Letting It All Out
Nausea. Sinus headaches. Stress. Depression. Anxiety. Illness. It was all hitting me at once as I stood in my messy kitchen, dishes strewn about and unorganized. I had software to build, leftover work since I came home a bit early to tutor my son in math.
The bag of tea that I had taken out of the cupboard had been inadvertently placed on a hot burner, which melted through the bag. I stood there cleaning up the mess and wanting to cry. It felt like my world was imploding, and there was no reason to keep going.
I finished cleaning up the tea, did the dishes and got myself a glass of water. My wife walked in as I sipped it on the couch, wondering if I would ever be able to restart my mindfulness practice. I started talking. I told her it was nothing against her, and then ticked off everything that had me depressed and anxious. She listened intently, her eyes getting wider as I spoke.
It felt really good to talk about it. I needed to communicate to her what I was going through and why. I needed her to know that I needed help. I needed her to know how important it was to me that things around the house be kept organized and not strewn about. I needed her to hear about all the pressures of work and why I was under stress from that. I needed her to just listen and comfort me.

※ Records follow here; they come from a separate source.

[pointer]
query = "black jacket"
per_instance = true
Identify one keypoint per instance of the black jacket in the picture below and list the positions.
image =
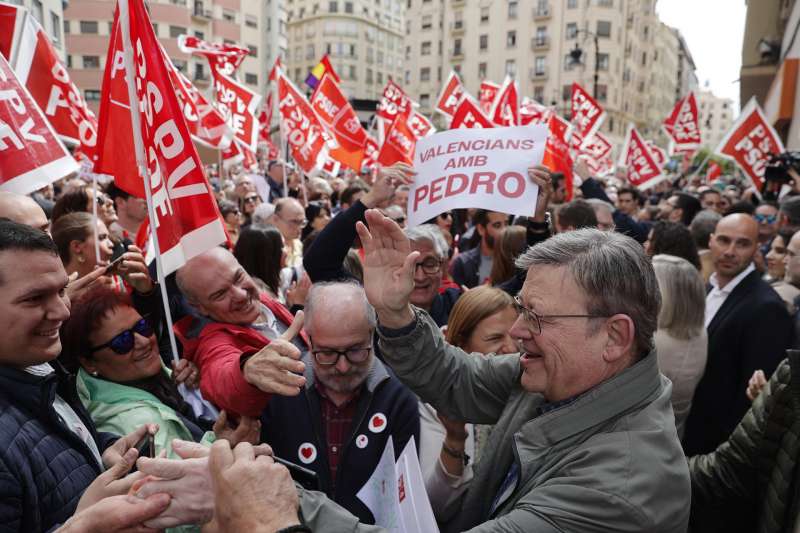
(324, 260)
(44, 466)
(289, 423)
(750, 331)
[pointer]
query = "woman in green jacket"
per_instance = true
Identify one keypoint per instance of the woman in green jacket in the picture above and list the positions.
(122, 380)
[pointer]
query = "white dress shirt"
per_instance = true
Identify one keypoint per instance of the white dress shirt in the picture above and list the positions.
(717, 296)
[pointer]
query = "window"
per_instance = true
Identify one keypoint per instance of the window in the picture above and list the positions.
(602, 92)
(511, 68)
(572, 30)
(91, 61)
(511, 39)
(513, 8)
(88, 26)
(55, 21)
(539, 66)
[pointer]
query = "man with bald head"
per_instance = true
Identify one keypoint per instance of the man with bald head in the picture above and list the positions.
(23, 210)
(748, 329)
(228, 331)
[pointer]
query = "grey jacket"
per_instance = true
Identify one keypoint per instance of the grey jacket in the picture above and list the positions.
(608, 461)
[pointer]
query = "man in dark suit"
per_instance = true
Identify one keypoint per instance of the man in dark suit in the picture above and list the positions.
(748, 329)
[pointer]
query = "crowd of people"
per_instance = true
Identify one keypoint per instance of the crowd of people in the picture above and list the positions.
(618, 360)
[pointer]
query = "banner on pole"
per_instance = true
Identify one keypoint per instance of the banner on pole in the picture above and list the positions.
(750, 143)
(476, 168)
(31, 155)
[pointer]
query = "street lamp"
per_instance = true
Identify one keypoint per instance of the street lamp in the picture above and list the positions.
(576, 53)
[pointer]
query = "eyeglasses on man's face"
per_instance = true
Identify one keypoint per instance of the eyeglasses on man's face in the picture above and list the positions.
(534, 320)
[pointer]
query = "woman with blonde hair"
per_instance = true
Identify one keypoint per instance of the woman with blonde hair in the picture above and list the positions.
(512, 242)
(479, 324)
(681, 340)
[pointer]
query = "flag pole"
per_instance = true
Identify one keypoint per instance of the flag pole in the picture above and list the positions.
(141, 163)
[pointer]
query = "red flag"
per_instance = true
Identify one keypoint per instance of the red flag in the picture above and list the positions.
(531, 112)
(40, 69)
(641, 164)
(587, 114)
(469, 115)
(394, 102)
(505, 110)
(205, 122)
(238, 104)
(420, 126)
(116, 155)
(685, 130)
(451, 95)
(713, 171)
(305, 133)
(750, 142)
(31, 156)
(556, 151)
(187, 220)
(399, 145)
(486, 95)
(223, 58)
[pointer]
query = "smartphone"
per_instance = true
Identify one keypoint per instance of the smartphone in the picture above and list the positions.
(147, 446)
(113, 265)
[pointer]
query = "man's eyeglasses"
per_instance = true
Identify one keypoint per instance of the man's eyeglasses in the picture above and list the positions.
(123, 342)
(429, 266)
(329, 357)
(535, 320)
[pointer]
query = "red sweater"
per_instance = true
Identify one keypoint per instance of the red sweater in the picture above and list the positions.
(217, 349)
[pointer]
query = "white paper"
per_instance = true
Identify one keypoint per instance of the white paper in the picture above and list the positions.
(483, 168)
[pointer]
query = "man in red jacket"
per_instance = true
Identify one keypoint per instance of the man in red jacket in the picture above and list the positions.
(226, 338)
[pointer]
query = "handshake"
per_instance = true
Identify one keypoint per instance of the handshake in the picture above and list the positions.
(221, 488)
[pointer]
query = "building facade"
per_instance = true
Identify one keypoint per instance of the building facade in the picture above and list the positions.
(363, 39)
(636, 58)
(716, 117)
(87, 26)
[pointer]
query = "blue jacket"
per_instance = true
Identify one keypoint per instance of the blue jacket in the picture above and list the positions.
(44, 466)
(290, 422)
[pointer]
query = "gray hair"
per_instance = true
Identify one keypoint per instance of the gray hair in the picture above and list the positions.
(702, 226)
(431, 234)
(683, 297)
(263, 213)
(614, 272)
(345, 292)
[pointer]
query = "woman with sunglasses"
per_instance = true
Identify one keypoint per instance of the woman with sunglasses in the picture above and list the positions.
(122, 380)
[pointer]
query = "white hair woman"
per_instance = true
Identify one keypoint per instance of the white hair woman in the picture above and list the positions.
(681, 341)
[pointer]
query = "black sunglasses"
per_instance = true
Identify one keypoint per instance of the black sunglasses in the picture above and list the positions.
(122, 343)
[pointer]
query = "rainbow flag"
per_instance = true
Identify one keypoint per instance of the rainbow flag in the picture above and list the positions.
(323, 67)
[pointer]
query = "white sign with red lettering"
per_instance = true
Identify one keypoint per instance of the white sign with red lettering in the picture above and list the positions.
(485, 168)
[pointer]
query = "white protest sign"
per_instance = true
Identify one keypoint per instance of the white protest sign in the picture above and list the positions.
(395, 493)
(483, 168)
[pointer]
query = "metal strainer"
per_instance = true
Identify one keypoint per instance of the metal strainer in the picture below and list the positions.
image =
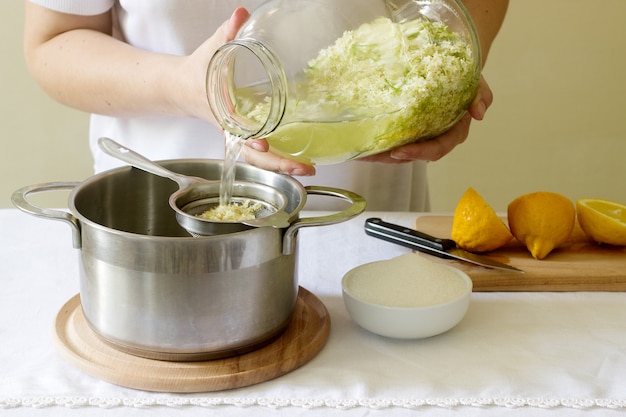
(196, 195)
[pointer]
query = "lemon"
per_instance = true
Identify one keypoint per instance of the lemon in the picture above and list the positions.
(542, 221)
(602, 220)
(476, 226)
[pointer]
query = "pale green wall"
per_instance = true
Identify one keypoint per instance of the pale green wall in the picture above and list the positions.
(557, 70)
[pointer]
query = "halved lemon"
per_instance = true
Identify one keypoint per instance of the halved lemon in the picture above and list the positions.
(602, 220)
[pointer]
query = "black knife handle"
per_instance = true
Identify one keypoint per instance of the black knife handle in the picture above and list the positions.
(408, 237)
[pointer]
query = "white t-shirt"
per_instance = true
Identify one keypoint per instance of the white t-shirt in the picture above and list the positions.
(178, 27)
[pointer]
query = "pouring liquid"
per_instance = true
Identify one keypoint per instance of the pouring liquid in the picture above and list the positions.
(232, 149)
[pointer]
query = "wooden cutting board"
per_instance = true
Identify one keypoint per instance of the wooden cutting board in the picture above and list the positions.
(578, 265)
(303, 339)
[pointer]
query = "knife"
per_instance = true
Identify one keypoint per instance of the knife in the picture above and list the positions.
(443, 248)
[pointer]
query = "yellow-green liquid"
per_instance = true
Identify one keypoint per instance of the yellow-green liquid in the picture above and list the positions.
(326, 143)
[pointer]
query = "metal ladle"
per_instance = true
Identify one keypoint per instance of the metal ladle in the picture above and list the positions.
(196, 195)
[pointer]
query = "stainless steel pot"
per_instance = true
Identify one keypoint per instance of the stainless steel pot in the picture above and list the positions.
(150, 289)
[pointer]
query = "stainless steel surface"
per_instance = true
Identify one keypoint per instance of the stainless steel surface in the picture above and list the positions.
(150, 289)
(443, 248)
(196, 195)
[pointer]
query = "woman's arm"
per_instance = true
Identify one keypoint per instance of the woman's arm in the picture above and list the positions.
(78, 63)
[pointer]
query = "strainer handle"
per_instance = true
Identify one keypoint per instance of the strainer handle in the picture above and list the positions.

Sometimes, it's just letting it all out when everything hits me at once that helps me make sense of things. Being connected to my wife in this way helped me see that I could get through this. I would be able to bring order to chaos. Things would get done, if I just took the next best step forward. I would be OK, and was not on the verge of a depressive nervous breakdown after all.
Breathe in. Count to four. Breathe out. Count to four. Repeat.
*Note: This content is reflective of our advocates’ lived experiences. It is intended for informational purposes only. These pieces do not provide medical advice, nor are they substitutes for professional medical diagnosis or treatment.